Metadata XML validation variables

This feature is experimental, please share your feedback!

These variables specify how XML files contained in the metadata directory of a SIP should be validated. Only applicable if ARCHIVEMATICA_MCPCLIENT_MCPCLIENT_METADATA_XML_VALIDATION_ENABLED is set.

  • METADATA_XML_VALIDATION_SETTINGS_FILE:
    • Description: Path to a Python module containing the following Django settings:

      • XML_VALIDATION: a dictionary which keys are strings that contain either an XML schema location, an XML namespace or an XML element tag, and which values are either strings that contain an absolute local path or an external URL to an XML schema file, or None to indicate that no validation should be performed.
      • XML_VALIDATION_FAIL_ON_ERROR: a boolean that indicates if the SIP ingest workflow should stop on validation errors. Defaults to False.

      An ImproperlyConfigured exception will be raised if the Python module cannot be imported or does not contain the required settings.

      The goal of the validation process is to determine a validation key from the root node of each XML file in the metadata directory of the SIP and then get an XML schema file to validate against using the XML_VALIDATION dictionary. If the value for the validation key is set to None the XML metadata file is added to the METS without any validation.

      The validation key of each metadata XML file is determined from its root node in the following order:

      1. The XML schema location defined in the xsi:noNamespaceSchemaLocation attribute
      2. The XML schema location defined in the xsi:schemaLocation attribute
      3. Its XML namespace
      4. Its tag name

      XML validation works with DTD, XSD and RELAX NG schema types (.dtd, .xsd, and .rng).

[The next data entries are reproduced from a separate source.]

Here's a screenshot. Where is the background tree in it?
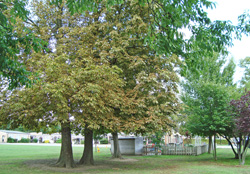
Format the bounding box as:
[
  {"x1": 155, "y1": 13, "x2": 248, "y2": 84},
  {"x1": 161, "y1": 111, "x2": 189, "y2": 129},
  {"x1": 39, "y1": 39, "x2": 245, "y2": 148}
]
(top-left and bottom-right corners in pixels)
[
  {"x1": 230, "y1": 92, "x2": 250, "y2": 165},
  {"x1": 182, "y1": 54, "x2": 235, "y2": 159}
]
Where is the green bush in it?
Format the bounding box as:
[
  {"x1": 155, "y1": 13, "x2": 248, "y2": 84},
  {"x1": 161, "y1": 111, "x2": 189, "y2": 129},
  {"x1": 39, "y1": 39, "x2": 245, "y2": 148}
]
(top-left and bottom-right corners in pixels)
[
  {"x1": 100, "y1": 139, "x2": 109, "y2": 144},
  {"x1": 18, "y1": 138, "x2": 30, "y2": 143},
  {"x1": 7, "y1": 137, "x2": 17, "y2": 143},
  {"x1": 43, "y1": 140, "x2": 50, "y2": 143},
  {"x1": 56, "y1": 138, "x2": 62, "y2": 143}
]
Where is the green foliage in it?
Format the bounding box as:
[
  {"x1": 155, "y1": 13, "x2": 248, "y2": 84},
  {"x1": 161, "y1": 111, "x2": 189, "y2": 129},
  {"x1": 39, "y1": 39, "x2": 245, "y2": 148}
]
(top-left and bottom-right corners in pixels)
[
  {"x1": 0, "y1": 0, "x2": 45, "y2": 89},
  {"x1": 100, "y1": 139, "x2": 108, "y2": 144},
  {"x1": 56, "y1": 138, "x2": 62, "y2": 143},
  {"x1": 7, "y1": 137, "x2": 17, "y2": 143},
  {"x1": 182, "y1": 54, "x2": 235, "y2": 139}
]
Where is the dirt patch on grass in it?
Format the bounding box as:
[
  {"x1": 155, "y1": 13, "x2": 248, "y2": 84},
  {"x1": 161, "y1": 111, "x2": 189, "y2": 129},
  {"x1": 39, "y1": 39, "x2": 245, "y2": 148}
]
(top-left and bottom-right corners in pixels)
[
  {"x1": 24, "y1": 158, "x2": 138, "y2": 173},
  {"x1": 24, "y1": 159, "x2": 111, "y2": 173},
  {"x1": 109, "y1": 158, "x2": 138, "y2": 162}
]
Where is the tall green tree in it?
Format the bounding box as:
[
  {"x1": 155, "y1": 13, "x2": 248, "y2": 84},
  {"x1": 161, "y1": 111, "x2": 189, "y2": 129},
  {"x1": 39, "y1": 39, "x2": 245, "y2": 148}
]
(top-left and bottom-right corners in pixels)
[
  {"x1": 182, "y1": 54, "x2": 235, "y2": 159},
  {"x1": 1, "y1": 1, "x2": 123, "y2": 168}
]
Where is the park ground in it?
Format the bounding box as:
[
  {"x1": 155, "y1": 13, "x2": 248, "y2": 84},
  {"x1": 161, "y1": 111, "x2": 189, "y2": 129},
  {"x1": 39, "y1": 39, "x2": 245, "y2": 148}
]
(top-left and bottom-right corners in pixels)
[{"x1": 0, "y1": 144, "x2": 250, "y2": 174}]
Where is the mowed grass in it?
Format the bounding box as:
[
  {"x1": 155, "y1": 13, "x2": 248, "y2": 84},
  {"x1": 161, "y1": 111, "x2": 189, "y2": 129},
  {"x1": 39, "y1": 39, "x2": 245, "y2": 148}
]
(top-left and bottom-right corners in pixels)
[{"x1": 0, "y1": 145, "x2": 250, "y2": 174}]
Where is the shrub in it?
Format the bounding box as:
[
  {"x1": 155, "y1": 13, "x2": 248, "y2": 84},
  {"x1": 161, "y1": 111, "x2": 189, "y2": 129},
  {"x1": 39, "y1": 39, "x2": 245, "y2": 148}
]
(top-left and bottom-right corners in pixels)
[
  {"x1": 56, "y1": 138, "x2": 62, "y2": 143},
  {"x1": 7, "y1": 137, "x2": 17, "y2": 143},
  {"x1": 18, "y1": 138, "x2": 30, "y2": 143},
  {"x1": 44, "y1": 140, "x2": 50, "y2": 143},
  {"x1": 100, "y1": 139, "x2": 108, "y2": 144}
]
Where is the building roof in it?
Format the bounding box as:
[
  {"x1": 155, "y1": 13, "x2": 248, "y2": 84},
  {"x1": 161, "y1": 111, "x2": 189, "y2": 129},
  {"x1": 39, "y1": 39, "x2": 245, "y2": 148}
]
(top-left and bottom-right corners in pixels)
[{"x1": 0, "y1": 130, "x2": 27, "y2": 134}]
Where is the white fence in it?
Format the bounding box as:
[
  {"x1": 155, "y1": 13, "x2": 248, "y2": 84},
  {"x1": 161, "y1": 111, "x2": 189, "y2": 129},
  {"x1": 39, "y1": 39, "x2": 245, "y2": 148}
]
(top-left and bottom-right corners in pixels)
[{"x1": 162, "y1": 144, "x2": 208, "y2": 155}]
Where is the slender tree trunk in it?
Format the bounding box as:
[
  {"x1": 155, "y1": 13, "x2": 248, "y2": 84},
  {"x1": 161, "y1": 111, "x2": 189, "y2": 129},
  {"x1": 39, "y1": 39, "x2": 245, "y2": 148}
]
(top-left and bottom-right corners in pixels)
[
  {"x1": 79, "y1": 126, "x2": 94, "y2": 165},
  {"x1": 56, "y1": 121, "x2": 75, "y2": 168},
  {"x1": 112, "y1": 132, "x2": 122, "y2": 158},
  {"x1": 237, "y1": 137, "x2": 242, "y2": 165},
  {"x1": 214, "y1": 135, "x2": 217, "y2": 161},
  {"x1": 225, "y1": 136, "x2": 239, "y2": 159},
  {"x1": 208, "y1": 136, "x2": 212, "y2": 154}
]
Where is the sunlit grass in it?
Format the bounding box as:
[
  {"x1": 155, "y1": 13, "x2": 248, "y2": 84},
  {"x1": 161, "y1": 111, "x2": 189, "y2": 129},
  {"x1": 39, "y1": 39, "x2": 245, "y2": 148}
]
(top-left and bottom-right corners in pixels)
[{"x1": 0, "y1": 145, "x2": 250, "y2": 174}]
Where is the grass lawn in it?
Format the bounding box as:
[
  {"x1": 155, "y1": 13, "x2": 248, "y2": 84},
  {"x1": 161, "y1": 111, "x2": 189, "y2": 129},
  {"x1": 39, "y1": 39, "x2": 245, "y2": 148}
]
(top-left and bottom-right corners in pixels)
[{"x1": 0, "y1": 145, "x2": 250, "y2": 174}]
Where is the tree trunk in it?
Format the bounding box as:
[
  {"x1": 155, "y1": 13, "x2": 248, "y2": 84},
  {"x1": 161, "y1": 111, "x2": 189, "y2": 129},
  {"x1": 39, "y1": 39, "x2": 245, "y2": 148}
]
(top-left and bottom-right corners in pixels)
[
  {"x1": 208, "y1": 136, "x2": 212, "y2": 154},
  {"x1": 56, "y1": 121, "x2": 75, "y2": 168},
  {"x1": 79, "y1": 126, "x2": 94, "y2": 165},
  {"x1": 112, "y1": 132, "x2": 122, "y2": 158},
  {"x1": 214, "y1": 135, "x2": 217, "y2": 161},
  {"x1": 237, "y1": 137, "x2": 242, "y2": 165},
  {"x1": 224, "y1": 136, "x2": 239, "y2": 159}
]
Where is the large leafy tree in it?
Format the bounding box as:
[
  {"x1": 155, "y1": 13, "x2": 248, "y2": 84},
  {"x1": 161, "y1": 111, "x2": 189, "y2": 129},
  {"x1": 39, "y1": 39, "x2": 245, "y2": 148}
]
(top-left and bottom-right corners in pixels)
[
  {"x1": 0, "y1": 0, "x2": 249, "y2": 86},
  {"x1": 1, "y1": 1, "x2": 123, "y2": 168}
]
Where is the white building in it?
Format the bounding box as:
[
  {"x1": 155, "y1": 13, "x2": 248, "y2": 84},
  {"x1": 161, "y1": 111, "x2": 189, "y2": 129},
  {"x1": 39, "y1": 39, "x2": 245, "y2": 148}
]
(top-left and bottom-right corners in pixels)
[{"x1": 0, "y1": 130, "x2": 84, "y2": 144}]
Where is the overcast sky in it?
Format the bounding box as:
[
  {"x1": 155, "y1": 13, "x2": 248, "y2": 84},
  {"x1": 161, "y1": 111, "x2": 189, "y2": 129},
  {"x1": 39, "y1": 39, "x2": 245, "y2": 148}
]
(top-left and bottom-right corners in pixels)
[{"x1": 207, "y1": 0, "x2": 250, "y2": 82}]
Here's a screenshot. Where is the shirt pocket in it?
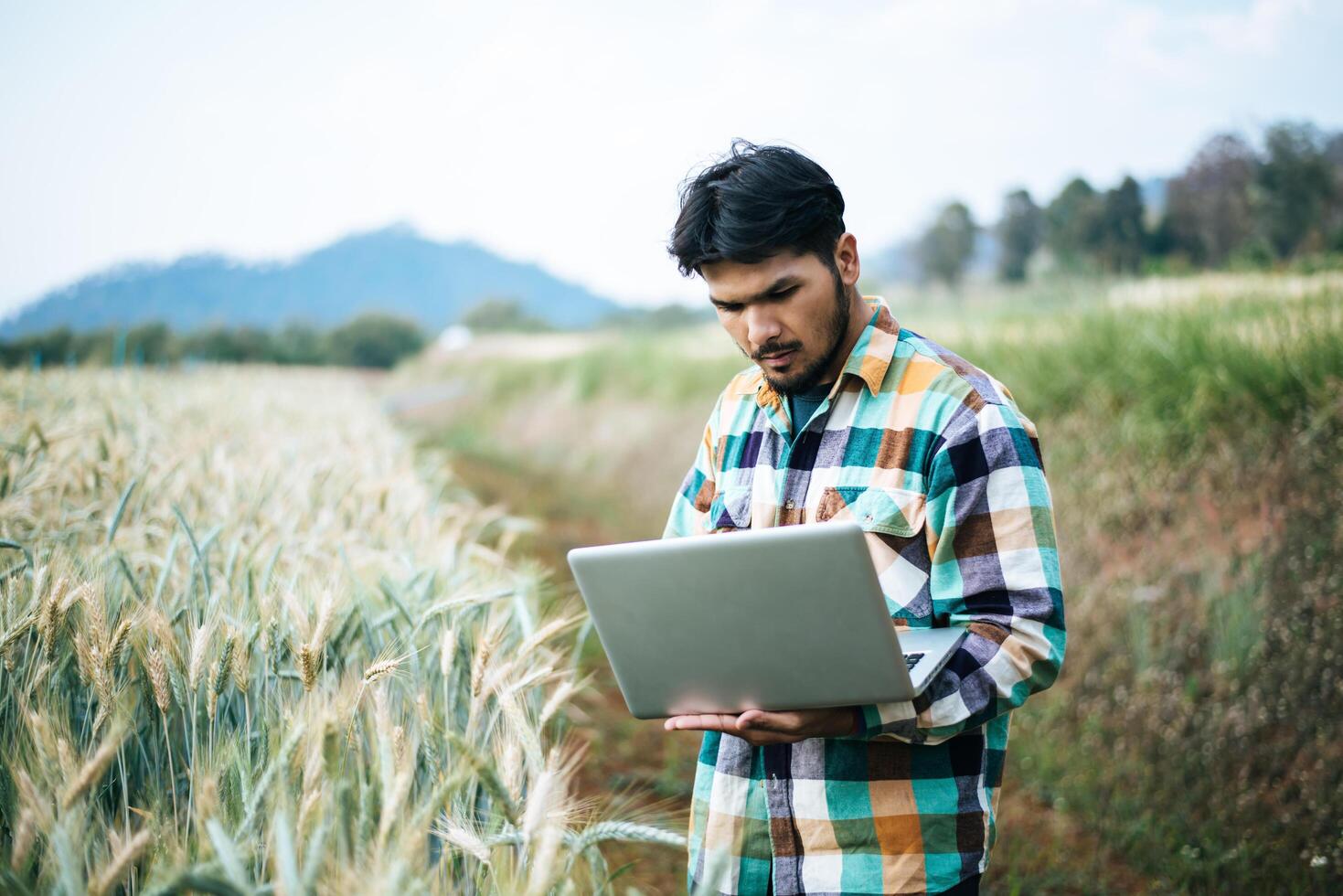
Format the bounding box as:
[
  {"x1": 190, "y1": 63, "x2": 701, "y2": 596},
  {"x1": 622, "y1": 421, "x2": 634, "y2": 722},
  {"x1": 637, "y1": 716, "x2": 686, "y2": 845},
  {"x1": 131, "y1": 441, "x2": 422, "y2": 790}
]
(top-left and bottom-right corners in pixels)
[
  {"x1": 816, "y1": 485, "x2": 925, "y2": 539},
  {"x1": 815, "y1": 485, "x2": 932, "y2": 629},
  {"x1": 709, "y1": 485, "x2": 753, "y2": 532}
]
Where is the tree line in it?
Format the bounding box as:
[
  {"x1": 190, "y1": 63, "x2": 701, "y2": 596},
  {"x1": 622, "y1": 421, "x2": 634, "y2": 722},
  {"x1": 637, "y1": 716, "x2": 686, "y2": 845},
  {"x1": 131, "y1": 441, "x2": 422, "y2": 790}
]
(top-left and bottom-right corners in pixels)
[
  {"x1": 914, "y1": 121, "x2": 1343, "y2": 286},
  {"x1": 0, "y1": 313, "x2": 426, "y2": 368}
]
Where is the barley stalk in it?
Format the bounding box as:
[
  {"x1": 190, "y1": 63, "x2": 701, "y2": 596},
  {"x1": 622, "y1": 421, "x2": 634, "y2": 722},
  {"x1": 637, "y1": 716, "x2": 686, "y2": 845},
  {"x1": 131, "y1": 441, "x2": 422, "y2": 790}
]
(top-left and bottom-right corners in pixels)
[{"x1": 89, "y1": 830, "x2": 153, "y2": 896}]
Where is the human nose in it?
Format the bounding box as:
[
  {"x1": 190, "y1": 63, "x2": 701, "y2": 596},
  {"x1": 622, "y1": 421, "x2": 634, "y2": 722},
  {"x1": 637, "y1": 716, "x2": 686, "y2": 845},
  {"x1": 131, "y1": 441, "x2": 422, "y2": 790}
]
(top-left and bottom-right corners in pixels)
[{"x1": 745, "y1": 303, "x2": 783, "y2": 348}]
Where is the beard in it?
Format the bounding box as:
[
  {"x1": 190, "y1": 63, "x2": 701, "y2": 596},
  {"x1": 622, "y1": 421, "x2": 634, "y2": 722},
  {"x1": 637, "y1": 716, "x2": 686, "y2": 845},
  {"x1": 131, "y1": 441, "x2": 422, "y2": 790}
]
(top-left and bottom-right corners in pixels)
[{"x1": 739, "y1": 272, "x2": 848, "y2": 396}]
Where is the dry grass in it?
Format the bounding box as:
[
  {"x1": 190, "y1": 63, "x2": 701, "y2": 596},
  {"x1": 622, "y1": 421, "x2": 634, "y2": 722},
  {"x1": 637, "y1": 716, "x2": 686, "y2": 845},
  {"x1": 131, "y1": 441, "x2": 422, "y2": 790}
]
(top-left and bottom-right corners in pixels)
[{"x1": 0, "y1": 368, "x2": 681, "y2": 893}]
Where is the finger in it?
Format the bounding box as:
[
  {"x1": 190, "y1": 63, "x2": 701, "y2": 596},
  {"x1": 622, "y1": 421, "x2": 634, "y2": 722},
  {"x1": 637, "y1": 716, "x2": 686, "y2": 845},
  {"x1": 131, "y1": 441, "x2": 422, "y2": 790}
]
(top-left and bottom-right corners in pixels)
[
  {"x1": 665, "y1": 713, "x2": 737, "y2": 733},
  {"x1": 737, "y1": 709, "x2": 801, "y2": 735}
]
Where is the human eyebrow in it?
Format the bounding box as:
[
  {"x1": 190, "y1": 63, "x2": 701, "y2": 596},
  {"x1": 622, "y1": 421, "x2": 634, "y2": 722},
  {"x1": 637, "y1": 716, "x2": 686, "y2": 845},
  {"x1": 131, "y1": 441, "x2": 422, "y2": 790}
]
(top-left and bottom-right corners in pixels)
[{"x1": 709, "y1": 274, "x2": 802, "y2": 310}]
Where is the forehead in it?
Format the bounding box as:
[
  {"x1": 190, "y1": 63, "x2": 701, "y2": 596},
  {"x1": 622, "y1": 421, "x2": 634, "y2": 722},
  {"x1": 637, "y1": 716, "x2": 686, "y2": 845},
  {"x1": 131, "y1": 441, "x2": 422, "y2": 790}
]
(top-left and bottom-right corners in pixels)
[{"x1": 699, "y1": 251, "x2": 825, "y2": 303}]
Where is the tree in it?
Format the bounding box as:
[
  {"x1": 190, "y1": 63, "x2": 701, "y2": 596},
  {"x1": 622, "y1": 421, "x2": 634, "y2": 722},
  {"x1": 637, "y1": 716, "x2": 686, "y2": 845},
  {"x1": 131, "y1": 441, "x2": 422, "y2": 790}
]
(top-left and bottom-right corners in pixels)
[
  {"x1": 1324, "y1": 131, "x2": 1343, "y2": 252},
  {"x1": 1097, "y1": 176, "x2": 1147, "y2": 274},
  {"x1": 1258, "y1": 121, "x2": 1337, "y2": 258},
  {"x1": 917, "y1": 201, "x2": 976, "y2": 286},
  {"x1": 997, "y1": 189, "x2": 1045, "y2": 283},
  {"x1": 327, "y1": 312, "x2": 424, "y2": 367},
  {"x1": 1045, "y1": 177, "x2": 1105, "y2": 267},
  {"x1": 1165, "y1": 133, "x2": 1258, "y2": 264}
]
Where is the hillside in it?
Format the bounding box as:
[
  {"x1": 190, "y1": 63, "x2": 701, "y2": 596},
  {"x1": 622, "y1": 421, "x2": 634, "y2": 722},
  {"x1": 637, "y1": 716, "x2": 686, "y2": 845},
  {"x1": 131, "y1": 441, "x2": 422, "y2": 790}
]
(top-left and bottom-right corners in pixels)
[
  {"x1": 393, "y1": 274, "x2": 1343, "y2": 895},
  {"x1": 0, "y1": 226, "x2": 621, "y2": 337}
]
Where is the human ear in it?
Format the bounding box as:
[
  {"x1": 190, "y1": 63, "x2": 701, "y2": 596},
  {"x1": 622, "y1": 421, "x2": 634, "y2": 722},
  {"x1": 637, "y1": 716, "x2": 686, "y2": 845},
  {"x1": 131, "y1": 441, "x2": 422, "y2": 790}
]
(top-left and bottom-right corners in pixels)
[{"x1": 836, "y1": 232, "x2": 861, "y2": 286}]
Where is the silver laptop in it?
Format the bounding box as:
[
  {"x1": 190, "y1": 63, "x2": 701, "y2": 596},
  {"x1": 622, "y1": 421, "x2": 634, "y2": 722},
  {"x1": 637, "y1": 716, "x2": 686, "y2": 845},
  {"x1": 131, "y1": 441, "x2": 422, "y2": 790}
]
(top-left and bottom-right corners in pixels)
[{"x1": 568, "y1": 523, "x2": 965, "y2": 719}]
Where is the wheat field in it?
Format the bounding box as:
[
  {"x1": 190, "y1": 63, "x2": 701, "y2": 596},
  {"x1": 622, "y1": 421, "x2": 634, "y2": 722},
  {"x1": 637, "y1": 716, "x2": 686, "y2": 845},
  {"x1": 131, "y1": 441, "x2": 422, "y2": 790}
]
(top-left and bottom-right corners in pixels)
[{"x1": 0, "y1": 367, "x2": 684, "y2": 895}]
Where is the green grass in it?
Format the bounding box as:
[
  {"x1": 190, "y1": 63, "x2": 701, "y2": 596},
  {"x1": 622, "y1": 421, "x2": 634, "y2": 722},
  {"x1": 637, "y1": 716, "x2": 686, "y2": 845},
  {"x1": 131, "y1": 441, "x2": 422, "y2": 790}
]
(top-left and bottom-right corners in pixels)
[{"x1": 405, "y1": 277, "x2": 1343, "y2": 893}]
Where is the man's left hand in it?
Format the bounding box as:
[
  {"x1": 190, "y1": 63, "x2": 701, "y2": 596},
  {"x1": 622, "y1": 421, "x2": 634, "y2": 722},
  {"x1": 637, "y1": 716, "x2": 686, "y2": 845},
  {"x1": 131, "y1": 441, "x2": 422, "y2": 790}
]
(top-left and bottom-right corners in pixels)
[{"x1": 662, "y1": 707, "x2": 857, "y2": 747}]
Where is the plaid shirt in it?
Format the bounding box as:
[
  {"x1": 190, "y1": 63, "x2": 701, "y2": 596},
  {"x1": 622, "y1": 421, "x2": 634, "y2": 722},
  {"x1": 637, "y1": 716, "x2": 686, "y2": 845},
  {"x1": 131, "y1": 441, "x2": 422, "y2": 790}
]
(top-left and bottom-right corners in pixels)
[{"x1": 664, "y1": 297, "x2": 1065, "y2": 896}]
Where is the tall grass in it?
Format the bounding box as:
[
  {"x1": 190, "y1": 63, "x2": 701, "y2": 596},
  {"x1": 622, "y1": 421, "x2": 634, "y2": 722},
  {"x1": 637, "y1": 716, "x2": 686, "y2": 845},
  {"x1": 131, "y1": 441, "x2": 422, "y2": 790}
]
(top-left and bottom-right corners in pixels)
[
  {"x1": 405, "y1": 275, "x2": 1343, "y2": 893},
  {"x1": 0, "y1": 368, "x2": 682, "y2": 893}
]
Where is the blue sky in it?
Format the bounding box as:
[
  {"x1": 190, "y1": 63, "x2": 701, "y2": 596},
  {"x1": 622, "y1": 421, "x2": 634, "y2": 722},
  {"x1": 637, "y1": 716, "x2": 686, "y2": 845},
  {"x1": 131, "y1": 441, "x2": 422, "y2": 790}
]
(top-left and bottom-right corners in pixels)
[{"x1": 0, "y1": 0, "x2": 1343, "y2": 313}]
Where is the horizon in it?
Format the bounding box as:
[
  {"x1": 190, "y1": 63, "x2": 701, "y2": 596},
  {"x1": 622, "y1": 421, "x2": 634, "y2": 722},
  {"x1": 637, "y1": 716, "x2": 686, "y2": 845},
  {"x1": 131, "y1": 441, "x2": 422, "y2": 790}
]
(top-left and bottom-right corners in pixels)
[{"x1": 0, "y1": 0, "x2": 1343, "y2": 318}]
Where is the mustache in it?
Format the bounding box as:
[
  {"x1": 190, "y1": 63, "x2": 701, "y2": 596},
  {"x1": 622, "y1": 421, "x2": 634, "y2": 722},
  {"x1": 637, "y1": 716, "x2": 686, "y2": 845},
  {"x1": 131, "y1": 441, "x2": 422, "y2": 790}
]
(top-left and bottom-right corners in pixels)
[{"x1": 751, "y1": 343, "x2": 802, "y2": 361}]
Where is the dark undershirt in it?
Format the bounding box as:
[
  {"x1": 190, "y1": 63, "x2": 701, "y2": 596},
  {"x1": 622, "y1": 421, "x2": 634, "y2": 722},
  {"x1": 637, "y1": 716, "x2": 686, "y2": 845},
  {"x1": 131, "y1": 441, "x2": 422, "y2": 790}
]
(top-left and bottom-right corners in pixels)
[{"x1": 788, "y1": 383, "x2": 834, "y2": 435}]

      This is how an XML_VALIDATION dictionary would look like:

      XML_VALIDATION = {
          #
          # Local XML schema
          "http://www.lido-schema.org": "/etc/archivematica/xml-schemas/lido.xsd",
          #
          # External XML schema URL
          "http://www.loc.gov/MARC21/slim": "https://www.loc.gov/standards/marcxml/schema/MARC21slim.xsd",
          #
          # Tag name of the root node. Setting the value to `None` skips validation
          "metadata": None,
      }
    • Type: string

    • Default: ``

Logging configuration

Archivematica 1.6.1 and earlier releases are configured by default to log to subdirectories in /var/log/archivematica, such as /var/log/archivematica/MCPClient/MCPClient.debug.log. Starting with Archivematica 1.7.0, logging configuration defaults to using stdout and stderr for all logs. If no changes are made to the new default configuration, logs will be handled by whichever process is managing Archivematica's services. For example on Ubuntu 16.04, Ubuntu 18.04 or CentOS 7, Archivematica's processes are managed by systemd. Logs for the MCPClient can be accessed using sudo journalctl -u archivematica-mcp-client. When running Archivematica using docker, docker compose logs commands can be used to access the logs from different containers.

The MCPClient will look in /etc/archivematica for a file called clientConfig.logging.json, and if found, this file will override the default behaviour described above.

The clientConfig.logging.json file in this directory provides an example that implements the logging behaviour used in Archivematica 1.6.1 and earlier.